Parsers in Scala built upon existing abstractions

After some initial struggles, the chapter Functional Parsers from the great book Programming in Haskell by Graham Hutton, where a basic parser library is built from scratch, significantly helped me to finally understand the core ideas of parser combinators and how to apply them to other programming languages other than Haskell as well.

While I recently revisited the material and started to port the examples to Scala I wasn’t able to define a proper monad instance for the type Parser[A].

The type Parser[A] alias was defined like this:

type Parser[A] = String => Option[(A, String)]
// defined type alias Parser

To test the monad laws with discipline I had to provide an instance of Eq[Parser[A]]. Because Parser[A] is a function, equality could only be approximated by showing degrees of function equivalence, which is not a trivial task.

Also the implementation of tailRecM was challenging. (I couldn’t figure it out.)

Using existing abstractions

Functional programming offers a lot of abstractions provided either by the core languages or by external libraries suited to solve every day low-level (domain agnostic) problems.

A good example is the Option type that models the potential absence of a value. Without Option we would be forced to redundantly reimplement low-level imperative handling of nulls and null reference exceptions everywhere.

Apparently it is a good practice to refine our types so that they can be applied to certain categories of problems that have already been solved. Then we can reuse existing abstractions that are battle tested just such as Option.

It turns out that the Parser type looks very similar to the state monad which is a monad instance on the function S => (S, A) where S represents the state. In the case of a parser the input state represents the input string and the output state represents the remaining unparsed string whereas A represents the result type of the parser.

When we now take into account that parsers might fail we can stack the State on top of an Option with the help of monad transformers.

Let’s see if we’ve found an appropriate existing abstraction for parsers (disregarding stack-safety for now) by trying to implement a parser library on top of it.

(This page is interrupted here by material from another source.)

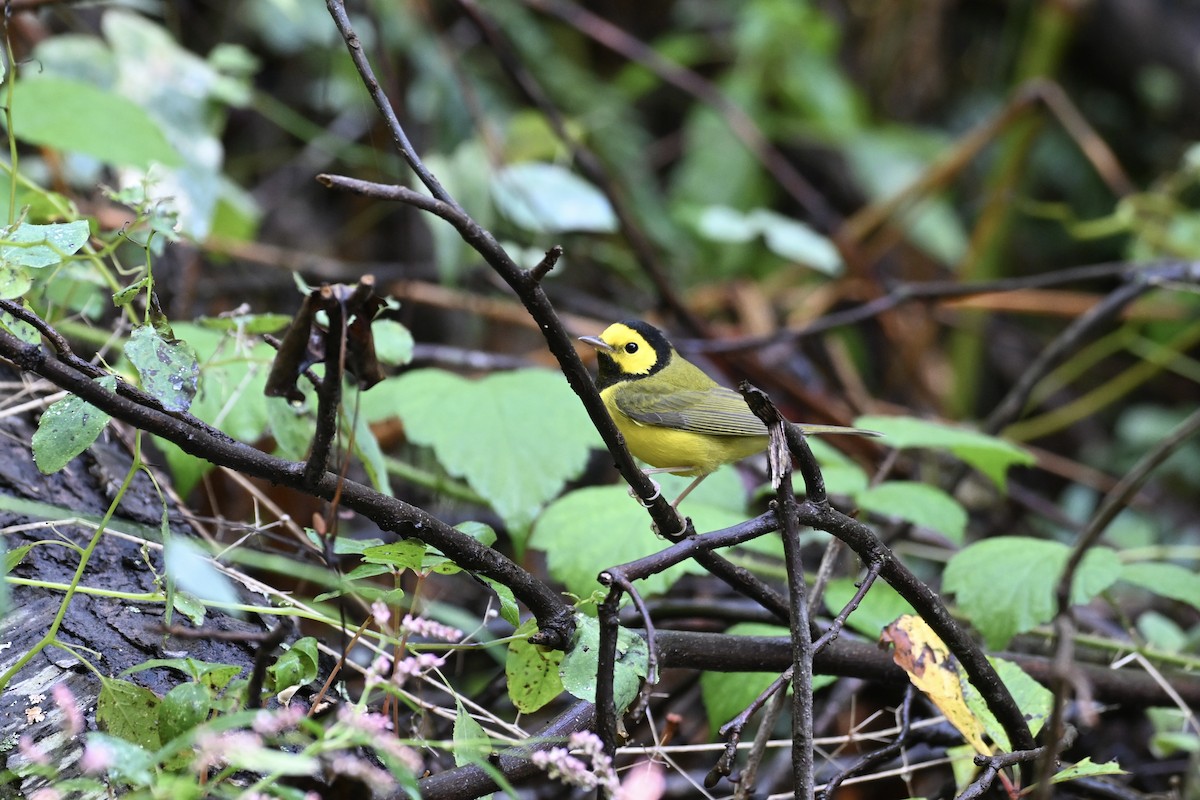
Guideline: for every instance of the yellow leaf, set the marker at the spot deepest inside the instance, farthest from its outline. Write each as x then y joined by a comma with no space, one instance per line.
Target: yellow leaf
935,672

We can now define the Parser[A] type in terms of StateT and Option from Cats like this:

import cats.data.StateT._
import cats.data.StateT
import cats.implicits._
type Parser[A] = StateT[Option, String, A]
// defined type alias Parser

Implementing the parser library

The great thing about this is that we get a lot of functionality for free.

E.g. we don’t have to implement combinators for sequencing parsing operations. This is already taken care of by the combined monad instances of State and Option with the flatMap operation.

Because we get a Functor instance for free we can map over inner values of parsers.

Also the parser that always succeeds is just pure provided by the Applicative instance of the monad and the parser that always fails is raiseError provided by ApplicativeError:

"42".pure[Parser]
// res0: Parser[String] = cats.data.IndexedStateT@6f2c0142

().raiseError[Parser, Nothing]
// res1: Parser[Nothing] = cats.data.IndexedStateT@2cb7bb20

The first real parser we will implement is item which parses whatever next character there is. Even though, it’s possible to do this a little more concise, we will use the idiomatic get and modify functions from StateT:

val item: Parser[Char] =
  for {
    input <- get[Option, String]
    _ <- if (input.nonEmpty) 
      modify[Option, String](_.tail)
    else 
      ().raiseError[Parser, Nothing]
  } yield input.head

Now let’s define a function to create a parser for single characters that satisfy a given predicate:

def sat(p: Char => Boolean): Parser[Char] =
  for {
    c <- item
    _ <- if (p(c)) c.pure[Parser]
    else ().raiseError[Parser, Nothing]
  } yield c

This allows us to create some more primitive parsers:

val digit: Parser[Char] = sat(_.isDigit)

val lower: Parser[Char] = sat(_.isLower)

val upper: Parser[Char] = sat(_.isUpper)

val letter: Parser[Char] = sat(_.isLetter)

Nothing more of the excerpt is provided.